Another time-consuming but deeply rewarding home repair. I love this amp far too much to replace it, and there’s really no excuse when there’s a detailed YouTube video of a Turkish chap repairing the very same 44-year-old Technics amplifier. I came close to despair with the input switches, but I bloody did it.
For anyone interested… Oxidised contacts were causing crackling when adjusting volume and input selection, often resulting in intermittent stereo with one channel frequently dropping. Had to do a partial breakdown, completely dissemble switches and faders, remove dirt and oxides with DeoxIT D5 and a razor blade, then lubricate with FaderLube F5.

@colly Love this! Wish I was handy enough to do this.

Back when I was a teenager in the late 1990s, I was gifted a B&O Beogram 8000 that worked, but only partly. I wasn’t smart enough to fix it and YouTube wasn’t a thing yet. I held on to it for years just because it was beautiful, but eventually gave it away.

@onpaperwings I'm not handy at all, never matured into one of those people. But then, there are coffee machines and hifi separates that I love too much, and YouTube makes a home repair believable. I hope one day to find a Prophet-5 in a skip and spend eight years rebuilding it.
@colly omg, Simon! That’s amazing!
@colly also I have three of these marantz devices to do this with.
When I have “the time” to address it.
@Luke Gorgeous, love a bit of Marantz (from afar, never owned any) and always chrome for me. For reference, this is the video I followed — outstanding stuff, except he never properly showed how to refit the hairline spring to the switch bar and I nearly lost my mind and hate him for that. https://youtu.be/KR3PuaE86Xk?si=eN6GRwzNTTDrwnqq&t=17
Technics SU-Z15 Stereo Integrated Amplifier Maintenance Repair Restoration

YouTube

@colly hahahah! Will watch. Thanks, Simon.
Gotta refurb my pots.

Edit: wow, he did a lot. Reassembled the pot too fast hahah. And those selector switches are quite a bit more complicated than keeb switches. Wow.
Also, might as well replace the forty year old power cord with new wire.
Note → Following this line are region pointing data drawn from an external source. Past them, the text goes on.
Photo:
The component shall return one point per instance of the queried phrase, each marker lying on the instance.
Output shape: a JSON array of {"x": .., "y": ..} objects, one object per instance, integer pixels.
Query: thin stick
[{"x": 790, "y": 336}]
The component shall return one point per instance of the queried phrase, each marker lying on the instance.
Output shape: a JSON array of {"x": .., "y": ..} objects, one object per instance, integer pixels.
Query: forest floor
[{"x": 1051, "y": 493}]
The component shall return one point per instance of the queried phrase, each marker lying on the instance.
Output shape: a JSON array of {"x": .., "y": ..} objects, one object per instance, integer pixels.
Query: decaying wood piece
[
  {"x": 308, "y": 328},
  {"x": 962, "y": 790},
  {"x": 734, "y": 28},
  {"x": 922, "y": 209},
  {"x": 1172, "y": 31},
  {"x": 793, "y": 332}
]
@colly Deeply satisfying photo too.
@nazhamid Yeah, I like a good kit shot. The job was frustrating at times, but strangely calming for long stretches. Easy to see how people (usually dusty and downtrodden men of my age) fall into refurbishing old machines for a living.
@colly I know the feeling. Two years working on a now 18-year old car is a similar mindset. It’s good (and mostly fun?!) to know the things you rely on inside and out.
@colly Something similar happened with a Cambridge Audio amp I'd had for 20+ years, but I didn't have the courage to repair it. Couldn't find anyone to do it either. I'm sure repair shops used to be a thing! It got replaced by a new, cheaper one, sadly. Anyway, glad to see this repair job worked out.
@damianwalsh It does take courage — and without a decent video for the exact model you'll likely never succeed with the dozens of "I'd never have worked that out" moments and break things instead. I've had bad experiences with "professional" service and repair people in the past, so I'd rather try myself.